Opinion
Civil Action 20-cv-03174-RM-MEH
07-06-2022
ORDER
RAYMOND P. MOORE, UNITED STATES DISTRICT JUDGE
This product liability lawsuit is before the Court on Defendant's Motion for Summary Judgment (ECF No. 30) and Motion to Strike (ECF No. 35). The motions have been fully briefed. (ECF Nos. 32, 33, 36, 38.) For the reasons below, the Motion for Summary Judgment is granted, and the Motion to Strike is denied as moot.
I. BACKGROUND
Plaintiff claims he was seriously injured in a bicycle crash that occurred while he was carrying a scooter manufactured by Micro Mobility System Ltd., a Swiss corporation. He brings this action against Defendant, the United States distributor of the scooter.
II. LEGAL STANDARD
Summary judgment is appropriate only if there is no genuine dispute of material fact and the moving party is entitled to judgment as a matter of law. Fed.R.Civ.P. 56(a); Celotex Corp. v. Catrett, 477 U.S. 317, 322 (1986); Gutteridge v. Oklahoma, 878 F.3d 1233, 1238 (10th Cir. 2018). Applying this standard requires viewing the facts in the light most favorable to the nonmoving party and resolving all factual disputes and reasonable inferences in its favor. Cillo v. City of Greenwood Vill., 739 F.3d 451, 461 (10th Cir. 2013). However, “[t]he mere existence of some alleged factual dispute between the parties will not defeat an otherwise properly supported motion for summary judgment; the requirement is that there be no genuine issue of material fact.” Scott v. Harris, 550 U.S. 372, 380 (2007).

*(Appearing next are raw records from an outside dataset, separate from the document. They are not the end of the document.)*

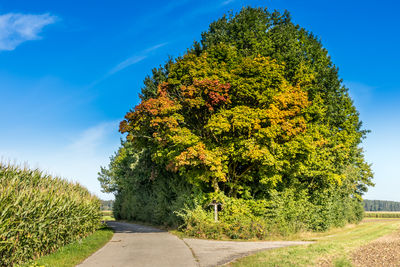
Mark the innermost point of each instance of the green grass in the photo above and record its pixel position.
(74, 253)
(333, 246)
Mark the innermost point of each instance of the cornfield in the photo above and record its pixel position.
(40, 213)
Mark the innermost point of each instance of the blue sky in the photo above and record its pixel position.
(70, 70)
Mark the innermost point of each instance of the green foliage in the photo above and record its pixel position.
(106, 204)
(254, 116)
(40, 213)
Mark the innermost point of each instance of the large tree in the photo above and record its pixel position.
(255, 107)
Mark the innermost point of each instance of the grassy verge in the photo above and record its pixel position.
(331, 248)
(74, 253)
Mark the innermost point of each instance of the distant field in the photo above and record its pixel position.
(382, 214)
(347, 246)
(107, 215)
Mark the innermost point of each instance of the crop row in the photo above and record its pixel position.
(40, 213)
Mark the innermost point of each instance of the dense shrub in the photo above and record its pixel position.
(40, 213)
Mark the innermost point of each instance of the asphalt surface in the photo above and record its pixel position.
(143, 246)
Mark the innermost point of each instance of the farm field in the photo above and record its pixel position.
(74, 253)
(382, 214)
(338, 247)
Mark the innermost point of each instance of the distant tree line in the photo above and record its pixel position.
(381, 205)
(107, 204)
(253, 116)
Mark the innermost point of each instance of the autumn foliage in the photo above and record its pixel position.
(251, 114)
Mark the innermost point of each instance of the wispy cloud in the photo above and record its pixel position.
(77, 157)
(226, 2)
(17, 28)
(134, 59)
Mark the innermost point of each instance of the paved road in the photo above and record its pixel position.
(143, 246)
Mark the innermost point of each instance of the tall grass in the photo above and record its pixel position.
(40, 213)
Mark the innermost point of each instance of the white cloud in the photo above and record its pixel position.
(17, 28)
(227, 2)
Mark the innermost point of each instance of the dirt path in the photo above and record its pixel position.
(137, 245)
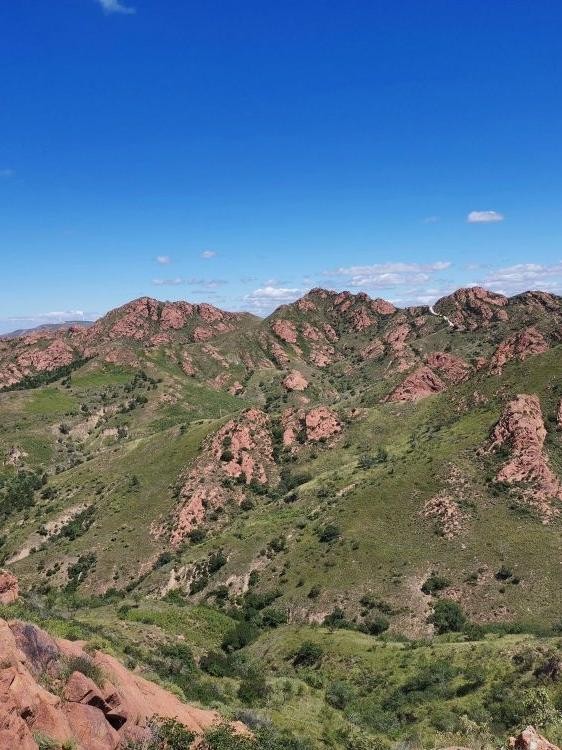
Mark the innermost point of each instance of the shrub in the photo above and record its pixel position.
(308, 654)
(329, 533)
(339, 694)
(216, 664)
(240, 636)
(377, 625)
(435, 583)
(253, 688)
(85, 666)
(447, 616)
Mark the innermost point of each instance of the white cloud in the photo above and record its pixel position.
(115, 6)
(267, 297)
(524, 276)
(484, 217)
(180, 280)
(388, 275)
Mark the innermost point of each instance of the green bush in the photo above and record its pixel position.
(241, 635)
(447, 616)
(308, 654)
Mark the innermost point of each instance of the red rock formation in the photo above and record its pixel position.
(452, 368)
(317, 424)
(9, 588)
(521, 428)
(373, 350)
(97, 717)
(360, 319)
(419, 384)
(321, 423)
(530, 739)
(382, 307)
(295, 381)
(473, 308)
(285, 330)
(445, 510)
(241, 450)
(322, 354)
(519, 346)
(311, 333)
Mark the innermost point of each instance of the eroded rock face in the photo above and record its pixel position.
(312, 426)
(519, 346)
(521, 429)
(242, 450)
(295, 381)
(473, 308)
(96, 717)
(419, 384)
(9, 588)
(285, 330)
(453, 369)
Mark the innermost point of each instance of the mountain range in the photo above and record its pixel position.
(342, 466)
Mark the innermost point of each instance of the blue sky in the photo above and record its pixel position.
(242, 152)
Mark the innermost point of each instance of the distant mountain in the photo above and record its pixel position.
(237, 482)
(47, 327)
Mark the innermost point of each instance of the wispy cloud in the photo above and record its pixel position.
(180, 281)
(484, 217)
(267, 297)
(388, 275)
(524, 276)
(115, 6)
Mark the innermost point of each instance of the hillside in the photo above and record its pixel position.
(175, 469)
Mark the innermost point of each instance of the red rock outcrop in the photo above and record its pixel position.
(285, 330)
(473, 308)
(519, 346)
(373, 350)
(444, 507)
(453, 369)
(241, 450)
(521, 429)
(315, 425)
(419, 384)
(295, 381)
(96, 717)
(9, 588)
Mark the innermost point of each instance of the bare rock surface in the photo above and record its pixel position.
(241, 451)
(95, 716)
(519, 346)
(521, 429)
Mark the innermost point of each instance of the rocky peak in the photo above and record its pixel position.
(472, 308)
(521, 429)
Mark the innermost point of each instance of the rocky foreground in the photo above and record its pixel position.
(46, 695)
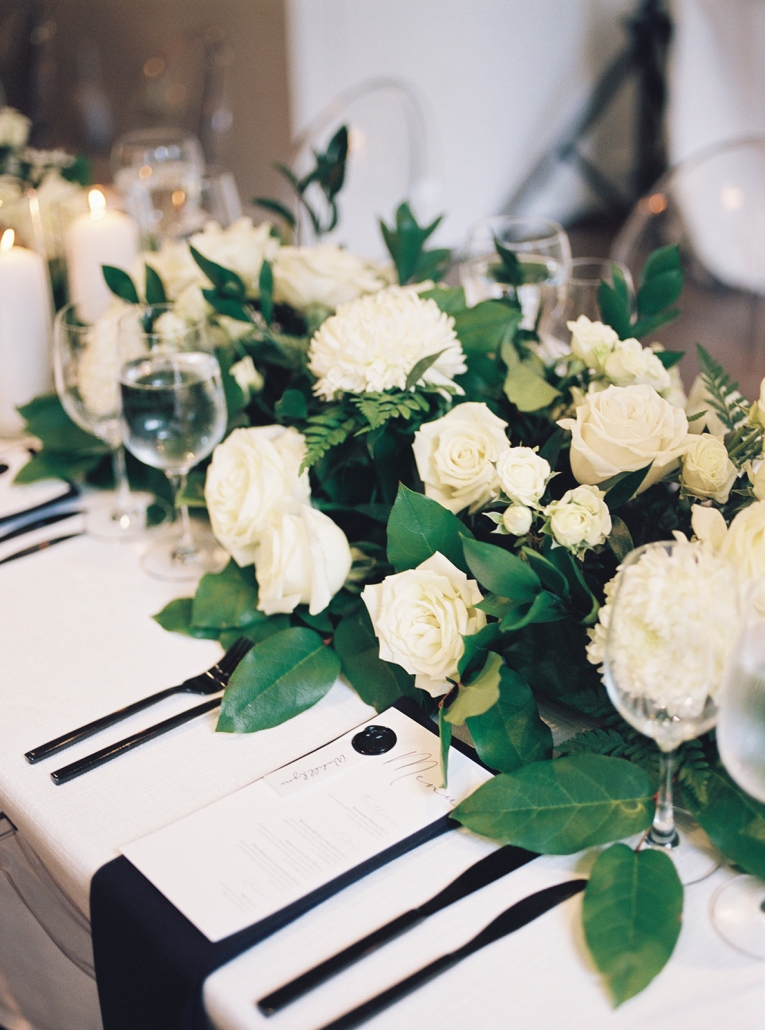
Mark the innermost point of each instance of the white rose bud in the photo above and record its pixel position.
(303, 559)
(517, 519)
(420, 617)
(707, 472)
(592, 342)
(624, 428)
(322, 274)
(247, 377)
(629, 364)
(13, 128)
(455, 456)
(254, 479)
(580, 519)
(523, 475)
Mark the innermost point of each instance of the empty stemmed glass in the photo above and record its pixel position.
(738, 907)
(669, 629)
(173, 415)
(85, 367)
(543, 251)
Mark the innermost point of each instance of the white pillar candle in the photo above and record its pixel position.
(25, 331)
(99, 237)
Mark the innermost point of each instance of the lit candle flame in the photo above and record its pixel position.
(97, 203)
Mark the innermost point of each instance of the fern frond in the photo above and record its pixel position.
(325, 431)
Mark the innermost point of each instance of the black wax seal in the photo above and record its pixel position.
(374, 741)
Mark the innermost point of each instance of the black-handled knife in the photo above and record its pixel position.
(512, 919)
(68, 773)
(481, 873)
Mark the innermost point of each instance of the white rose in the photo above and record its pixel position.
(247, 377)
(254, 479)
(707, 472)
(322, 274)
(592, 342)
(242, 247)
(13, 128)
(580, 519)
(455, 456)
(744, 542)
(420, 617)
(629, 364)
(303, 559)
(523, 475)
(698, 401)
(624, 428)
(517, 519)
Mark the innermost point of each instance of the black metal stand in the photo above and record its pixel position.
(644, 59)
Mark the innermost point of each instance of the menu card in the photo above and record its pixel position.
(270, 844)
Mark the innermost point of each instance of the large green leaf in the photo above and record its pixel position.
(631, 914)
(176, 618)
(227, 599)
(480, 694)
(419, 526)
(511, 733)
(733, 820)
(500, 572)
(280, 678)
(486, 327)
(377, 682)
(563, 805)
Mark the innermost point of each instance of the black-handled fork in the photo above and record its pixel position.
(210, 682)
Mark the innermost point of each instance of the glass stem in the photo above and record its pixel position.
(124, 500)
(184, 547)
(663, 833)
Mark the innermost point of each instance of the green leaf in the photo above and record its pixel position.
(486, 327)
(419, 526)
(625, 486)
(560, 807)
(420, 369)
(176, 618)
(266, 286)
(733, 820)
(277, 207)
(378, 683)
(480, 694)
(280, 678)
(227, 599)
(445, 740)
(500, 572)
(154, 286)
(614, 310)
(511, 733)
(620, 539)
(120, 283)
(221, 278)
(631, 914)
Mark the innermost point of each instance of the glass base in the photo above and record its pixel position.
(167, 561)
(105, 521)
(694, 855)
(738, 916)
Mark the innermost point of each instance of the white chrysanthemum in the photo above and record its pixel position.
(670, 632)
(373, 343)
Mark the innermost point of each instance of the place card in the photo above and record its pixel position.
(248, 856)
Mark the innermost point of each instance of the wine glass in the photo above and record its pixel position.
(545, 254)
(173, 414)
(160, 174)
(85, 367)
(674, 612)
(738, 907)
(579, 297)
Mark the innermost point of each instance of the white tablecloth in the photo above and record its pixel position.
(77, 640)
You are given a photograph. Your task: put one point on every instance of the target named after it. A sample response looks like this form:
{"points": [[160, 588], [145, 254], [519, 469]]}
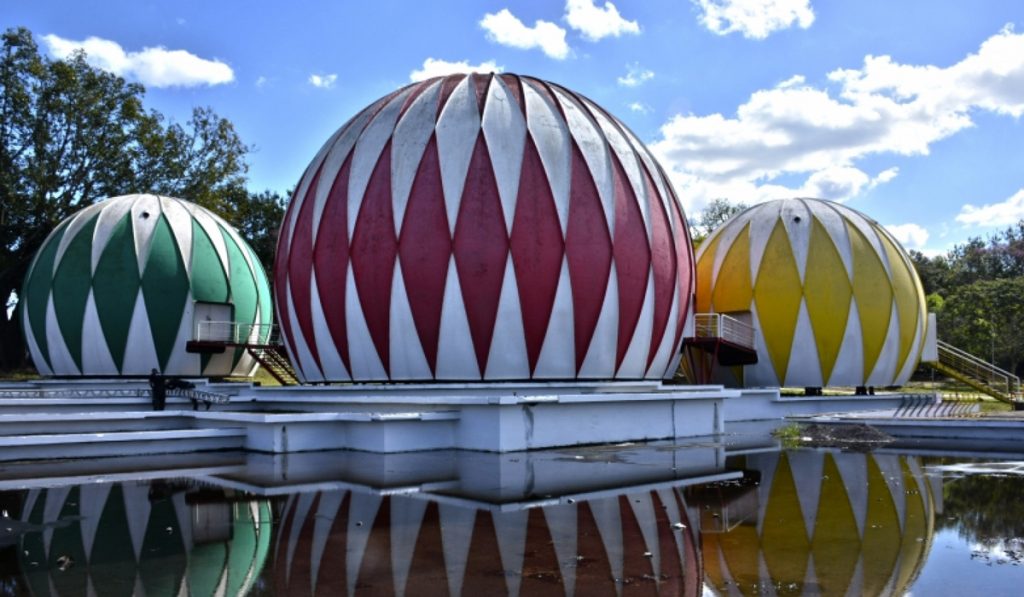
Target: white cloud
{"points": [[505, 29], [324, 81], [635, 76], [595, 23], [754, 18], [910, 236], [156, 67], [820, 132], [438, 68], [1005, 213]]}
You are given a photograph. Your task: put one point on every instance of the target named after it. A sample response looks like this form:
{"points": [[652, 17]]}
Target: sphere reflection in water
{"points": [[111, 540], [822, 523], [338, 543]]}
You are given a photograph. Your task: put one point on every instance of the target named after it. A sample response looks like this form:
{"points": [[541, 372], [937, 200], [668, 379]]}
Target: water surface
{"points": [[743, 517]]}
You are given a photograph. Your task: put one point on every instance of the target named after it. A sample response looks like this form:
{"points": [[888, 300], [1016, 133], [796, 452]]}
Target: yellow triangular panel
{"points": [[826, 288], [777, 293], [739, 547], [836, 544], [783, 538], [906, 299], [882, 532], [916, 530], [873, 292], [732, 286], [706, 268]]}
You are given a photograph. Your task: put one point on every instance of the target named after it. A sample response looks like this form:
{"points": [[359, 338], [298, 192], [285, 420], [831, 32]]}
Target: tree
{"points": [[72, 134], [714, 215], [985, 318]]}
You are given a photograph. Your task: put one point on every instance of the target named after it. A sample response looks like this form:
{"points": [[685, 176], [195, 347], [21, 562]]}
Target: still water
{"points": [[741, 518]]}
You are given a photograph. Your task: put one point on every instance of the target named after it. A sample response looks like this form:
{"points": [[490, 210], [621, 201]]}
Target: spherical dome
{"points": [[120, 287], [833, 297], [822, 523], [613, 545], [483, 226], [117, 540]]}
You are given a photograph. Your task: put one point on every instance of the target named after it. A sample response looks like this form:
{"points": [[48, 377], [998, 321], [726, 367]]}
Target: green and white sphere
{"points": [[120, 287]]}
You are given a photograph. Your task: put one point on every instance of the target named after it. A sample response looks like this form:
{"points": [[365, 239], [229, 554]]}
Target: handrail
{"points": [[978, 369], [236, 333], [724, 327]]}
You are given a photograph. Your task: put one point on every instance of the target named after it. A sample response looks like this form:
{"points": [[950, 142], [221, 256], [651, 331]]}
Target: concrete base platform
{"points": [[373, 418], [768, 403]]}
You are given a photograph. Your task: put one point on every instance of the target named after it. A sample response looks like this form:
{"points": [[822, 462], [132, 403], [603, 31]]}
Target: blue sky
{"points": [[907, 111]]}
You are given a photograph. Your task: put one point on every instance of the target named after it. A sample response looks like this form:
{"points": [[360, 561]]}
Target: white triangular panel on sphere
{"points": [[505, 131], [557, 359], [458, 128], [456, 356], [508, 358]]}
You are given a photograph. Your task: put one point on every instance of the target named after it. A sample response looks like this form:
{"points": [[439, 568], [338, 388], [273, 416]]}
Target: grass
{"points": [[788, 434], [19, 375]]}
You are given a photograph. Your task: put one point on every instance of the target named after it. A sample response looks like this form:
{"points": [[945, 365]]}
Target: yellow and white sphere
{"points": [[833, 297]]}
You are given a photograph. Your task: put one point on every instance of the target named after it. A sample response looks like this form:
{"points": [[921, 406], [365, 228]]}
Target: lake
{"points": [[736, 517]]}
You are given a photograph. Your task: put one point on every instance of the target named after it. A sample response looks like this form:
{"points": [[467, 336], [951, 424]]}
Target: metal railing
{"points": [[724, 327], [236, 333], [970, 366]]}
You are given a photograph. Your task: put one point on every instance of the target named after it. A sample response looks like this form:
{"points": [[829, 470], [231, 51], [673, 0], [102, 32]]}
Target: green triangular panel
{"points": [[115, 288], [263, 292], [32, 550], [209, 282], [36, 292], [164, 558], [165, 289], [206, 565], [71, 289], [67, 542], [244, 549], [244, 294], [113, 557]]}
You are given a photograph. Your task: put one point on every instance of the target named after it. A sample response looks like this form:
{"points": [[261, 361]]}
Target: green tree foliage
{"points": [[72, 134], [976, 291], [714, 215], [984, 509]]}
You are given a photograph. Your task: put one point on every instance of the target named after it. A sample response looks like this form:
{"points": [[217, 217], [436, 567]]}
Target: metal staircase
{"points": [[274, 360], [978, 374], [261, 341]]}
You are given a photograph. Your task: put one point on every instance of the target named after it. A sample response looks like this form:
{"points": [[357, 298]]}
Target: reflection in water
{"points": [[615, 520], [828, 523], [126, 539], [987, 510], [337, 543]]}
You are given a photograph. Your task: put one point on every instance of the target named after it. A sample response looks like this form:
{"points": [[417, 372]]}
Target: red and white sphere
{"points": [[483, 227]]}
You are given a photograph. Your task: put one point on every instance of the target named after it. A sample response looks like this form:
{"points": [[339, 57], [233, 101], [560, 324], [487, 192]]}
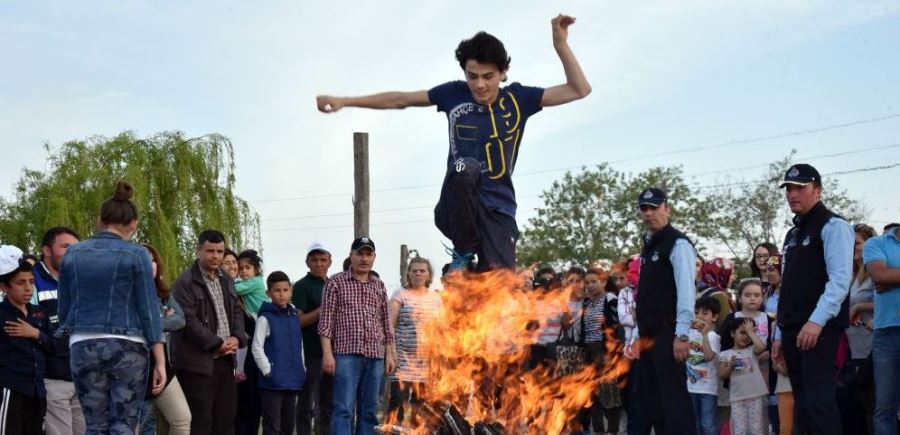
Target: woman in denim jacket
{"points": [[170, 404], [109, 309]]}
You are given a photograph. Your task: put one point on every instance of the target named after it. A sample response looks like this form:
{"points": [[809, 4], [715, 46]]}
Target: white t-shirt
{"points": [[746, 379], [762, 324], [702, 374]]}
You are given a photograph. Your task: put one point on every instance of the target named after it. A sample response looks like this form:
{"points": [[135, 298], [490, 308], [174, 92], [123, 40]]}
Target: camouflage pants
{"points": [[110, 378]]}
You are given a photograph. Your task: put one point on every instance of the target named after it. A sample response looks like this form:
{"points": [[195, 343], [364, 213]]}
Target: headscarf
{"points": [[717, 273]]}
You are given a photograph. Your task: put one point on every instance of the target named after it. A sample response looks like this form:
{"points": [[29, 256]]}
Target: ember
{"points": [[477, 348]]}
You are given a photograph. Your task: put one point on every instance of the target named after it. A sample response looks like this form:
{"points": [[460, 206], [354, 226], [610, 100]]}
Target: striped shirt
{"points": [[214, 285], [595, 319], [416, 309], [354, 316]]}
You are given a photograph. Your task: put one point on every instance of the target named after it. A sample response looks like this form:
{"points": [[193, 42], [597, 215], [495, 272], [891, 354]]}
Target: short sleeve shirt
{"points": [[747, 379], [702, 374], [885, 248], [491, 135]]}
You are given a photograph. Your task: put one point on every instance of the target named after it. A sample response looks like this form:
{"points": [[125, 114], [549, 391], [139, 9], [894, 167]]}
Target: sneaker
{"points": [[459, 261]]}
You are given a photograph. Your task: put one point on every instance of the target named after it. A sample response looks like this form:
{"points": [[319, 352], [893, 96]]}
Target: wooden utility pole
{"points": [[404, 261], [361, 185]]}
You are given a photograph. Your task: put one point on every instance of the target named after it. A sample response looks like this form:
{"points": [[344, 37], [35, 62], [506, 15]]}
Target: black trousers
{"points": [[314, 400], [248, 413], [279, 409], [20, 414], [664, 404], [401, 394], [212, 399], [472, 226], [812, 374]]}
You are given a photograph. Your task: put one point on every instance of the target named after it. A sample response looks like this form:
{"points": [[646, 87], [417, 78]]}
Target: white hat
{"points": [[9, 258], [317, 246]]}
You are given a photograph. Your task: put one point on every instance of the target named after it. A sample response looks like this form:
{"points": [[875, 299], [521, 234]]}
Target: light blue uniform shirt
{"points": [[885, 248], [683, 258], [838, 239]]}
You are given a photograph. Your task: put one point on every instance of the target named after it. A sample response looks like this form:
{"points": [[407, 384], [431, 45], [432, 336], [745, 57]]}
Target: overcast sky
{"points": [[666, 76]]}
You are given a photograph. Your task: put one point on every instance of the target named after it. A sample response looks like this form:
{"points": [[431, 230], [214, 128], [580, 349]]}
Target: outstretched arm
{"points": [[384, 100], [576, 86]]}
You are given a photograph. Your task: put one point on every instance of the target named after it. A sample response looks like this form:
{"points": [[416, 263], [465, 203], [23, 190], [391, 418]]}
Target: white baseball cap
{"points": [[9, 258], [317, 246]]}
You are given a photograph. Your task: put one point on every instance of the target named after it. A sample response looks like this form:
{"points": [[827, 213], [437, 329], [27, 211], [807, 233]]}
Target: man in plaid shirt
{"points": [[357, 342]]}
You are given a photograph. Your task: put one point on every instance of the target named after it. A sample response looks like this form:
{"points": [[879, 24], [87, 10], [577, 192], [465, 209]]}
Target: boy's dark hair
{"points": [[730, 326], [575, 270], [276, 276], [708, 303], [51, 234], [119, 209], [483, 48], [24, 266], [211, 236], [254, 259]]}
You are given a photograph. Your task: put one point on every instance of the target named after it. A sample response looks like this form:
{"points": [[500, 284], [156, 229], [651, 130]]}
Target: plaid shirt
{"points": [[214, 284], [354, 316]]}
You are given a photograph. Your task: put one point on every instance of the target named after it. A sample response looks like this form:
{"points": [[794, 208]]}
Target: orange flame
{"points": [[477, 347]]}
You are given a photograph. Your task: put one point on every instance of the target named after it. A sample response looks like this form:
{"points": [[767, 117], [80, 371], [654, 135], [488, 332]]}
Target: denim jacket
{"points": [[106, 286]]}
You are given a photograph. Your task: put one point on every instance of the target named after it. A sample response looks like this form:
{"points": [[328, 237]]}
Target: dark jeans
{"points": [[110, 376], [357, 384], [403, 392], [315, 399], [279, 410], [705, 413], [212, 399], [249, 410], [886, 363], [664, 404], [20, 414], [470, 225], [813, 380]]}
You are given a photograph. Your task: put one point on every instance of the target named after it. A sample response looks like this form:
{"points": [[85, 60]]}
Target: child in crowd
{"points": [[600, 316], [278, 351], [251, 292], [740, 365], [251, 288], [626, 302], [750, 296], [23, 343], [702, 364]]}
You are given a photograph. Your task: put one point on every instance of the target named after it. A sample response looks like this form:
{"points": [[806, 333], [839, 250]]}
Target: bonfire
{"points": [[477, 349]]}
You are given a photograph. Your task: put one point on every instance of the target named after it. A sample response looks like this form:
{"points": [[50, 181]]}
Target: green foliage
{"points": [[593, 215], [182, 186], [756, 212]]}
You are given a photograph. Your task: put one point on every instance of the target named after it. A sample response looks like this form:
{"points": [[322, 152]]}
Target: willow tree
{"points": [[592, 214], [182, 186]]}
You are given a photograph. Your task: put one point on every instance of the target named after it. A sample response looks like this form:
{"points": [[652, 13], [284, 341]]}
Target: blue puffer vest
{"points": [[283, 348]]}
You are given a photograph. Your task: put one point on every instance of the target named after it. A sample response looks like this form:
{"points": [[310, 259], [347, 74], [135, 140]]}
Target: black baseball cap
{"points": [[653, 196], [801, 174], [362, 242]]}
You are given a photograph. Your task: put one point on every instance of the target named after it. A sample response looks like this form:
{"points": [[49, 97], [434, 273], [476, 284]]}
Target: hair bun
{"points": [[124, 191]]}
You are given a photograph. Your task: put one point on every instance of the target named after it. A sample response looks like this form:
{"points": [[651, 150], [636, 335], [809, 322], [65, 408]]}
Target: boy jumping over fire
{"points": [[477, 206]]}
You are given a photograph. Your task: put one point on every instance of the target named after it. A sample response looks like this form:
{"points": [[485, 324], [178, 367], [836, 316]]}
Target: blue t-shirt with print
{"points": [[490, 134], [885, 248]]}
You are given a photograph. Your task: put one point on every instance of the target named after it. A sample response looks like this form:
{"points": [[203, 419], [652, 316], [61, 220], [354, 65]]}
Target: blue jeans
{"points": [[886, 363], [357, 382], [705, 413], [110, 377]]}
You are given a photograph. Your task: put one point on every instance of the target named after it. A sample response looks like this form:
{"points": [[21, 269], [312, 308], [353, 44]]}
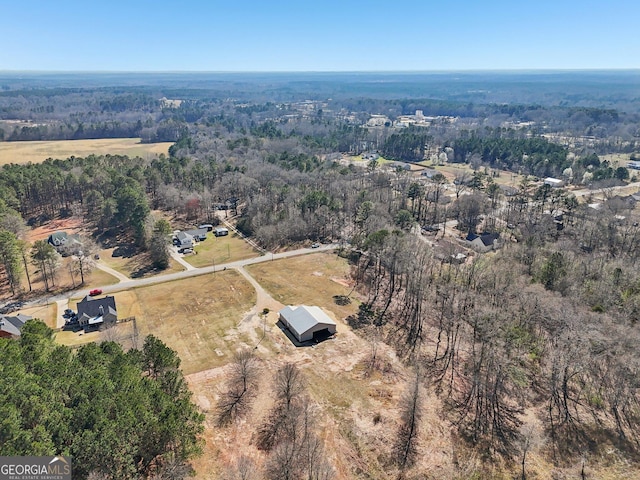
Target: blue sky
{"points": [[328, 35]]}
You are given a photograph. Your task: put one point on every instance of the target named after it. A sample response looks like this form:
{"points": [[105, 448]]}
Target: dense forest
{"points": [[117, 414], [533, 345]]}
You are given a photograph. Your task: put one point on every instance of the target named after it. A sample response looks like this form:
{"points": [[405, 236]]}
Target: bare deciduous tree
{"points": [[405, 449], [240, 388]]}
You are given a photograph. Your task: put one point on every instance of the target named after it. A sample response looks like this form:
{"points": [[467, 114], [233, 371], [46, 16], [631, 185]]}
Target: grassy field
{"points": [[136, 266], [221, 250], [23, 152], [193, 316], [46, 313], [450, 171], [308, 280]]}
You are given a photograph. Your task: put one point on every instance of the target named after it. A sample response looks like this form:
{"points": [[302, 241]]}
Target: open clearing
{"points": [[196, 316], [307, 280], [134, 264], [220, 250], [35, 152]]}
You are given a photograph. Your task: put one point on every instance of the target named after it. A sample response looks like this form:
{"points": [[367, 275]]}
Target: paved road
{"points": [[112, 272], [142, 282]]}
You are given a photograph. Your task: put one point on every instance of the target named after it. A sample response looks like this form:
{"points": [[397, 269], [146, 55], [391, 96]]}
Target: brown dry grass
{"points": [[47, 313], [221, 250], [450, 171], [307, 280], [136, 265], [35, 152], [193, 316]]}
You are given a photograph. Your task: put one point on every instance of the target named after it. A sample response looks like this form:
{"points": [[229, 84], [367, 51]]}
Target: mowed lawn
{"points": [[136, 266], [313, 279], [35, 152], [220, 250], [193, 316], [450, 170]]}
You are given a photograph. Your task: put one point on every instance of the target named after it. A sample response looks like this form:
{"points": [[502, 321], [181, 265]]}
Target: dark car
{"points": [[11, 307]]}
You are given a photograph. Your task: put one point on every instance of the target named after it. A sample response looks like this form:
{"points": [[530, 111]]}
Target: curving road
{"points": [[194, 272]]}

“The substantive law of the case determines which facts are material.” United States v. Simmons, 129 F.3d 1386, 1388 (10th Cir. 1997). A fact is “material” if it pertains to an element of a claim or defense; a factual dispute is “genuine” if the evidence is so contradictory that if the matter went to trial, a reasonable jury could return a verdict for either party. Anderson v. Liberty Lobby, Inc., 477 U.S. 242, 248 (1986). Whether there is a genuine dispute as to a material fact depends upon whether the evidence presents a sufficient disagreement to require submission to a jury or is so one-sided that one party must prevail as a matter of law. Id. at 251-52; Stone v. Autoliv ASP, Inc., 210 F.3d 1132, 1136 (10th Cir. 2000).
Where the burden of persuasion at trial would be on the nonmoving party, the party moving for summary judgment bears the initial burden of showing an absence of any issues of material fact. See Tesone v. Empire Mktg. Strategies, 942 F.3d 979, 994 (10th Cir. 2019). If the moving party demonstrates that the nonmoving party's evidence is insufficient to establish an essential element of his claim, the burden shifts to it to set forth specific facts showing that there is a genuine issue for trial. See id. If it fails to make a showing sufficient to establish the existence of an element, summary judgment must be entered in favor of the moving party. See id.
III. ANALYSIS
Defendant argues that it cannot be held liable in this case because Plaintiff has not established that it can be deemed the manufacturer of the scooter. On the current record, the Court agrees.
As Defendant is not the actual manufacturer of the scooter, Plaintiff relies on Colorado's innocent seller statute to assert liability against it as the distributer or seller. That statute provides, in pertinent part, as follows: “If jurisdiction cannot be obtained over a particular manufacturer of a product or a part of a product alleged to be defective, then the manufacturer's principal distributor or seller over whom jurisdiction can be obtained shall be deemed, for purposes of this section, the manufacturer of the product.” Colo Rev. Stat. § 13-21-402(2).
But Plaintiff has adduced no evidence that jurisdiction cannot be obtained over the actual manufacturer. Nor has it adduced competing evidence to refute Defendant's evidence that the actual manufacturer could be served in Switzerland if appropriate steps were taken to do so. Under the circumstances, the mere assertion that the actual manufacturer is not authorized to conduct business in Colorado is insufficient to raise a genuine issue of material fact for trial. Further, although it is not Defendant's burden to establish that jurisdiction can be obtained over the actual manufacturer, Plaintiff has failed to meaningfully address Defendant's assertion that jurisdiction likely could be established over the actual manufacturer because it has been selling products in Colorado since 2007, including over twenty thousand scooters sold to customers in Colorado between 2016 and 2019, when the scooter at issue in this case is alleged to have been purchased through a website. Accordingly, Plaintiff's conclusory contention that the actual manufacturer does not appear to have purposedly directed any of its activities towards Colorado residents lacks merit.
IV. CONCLUSION
Therefore, the Motion for Summary Judgment (ECF No. 30) is GRANTED, and the Motion to Strike (ECF No. 35) is DENIED AS MOOT. The Clerk is directed to CLOSE this case.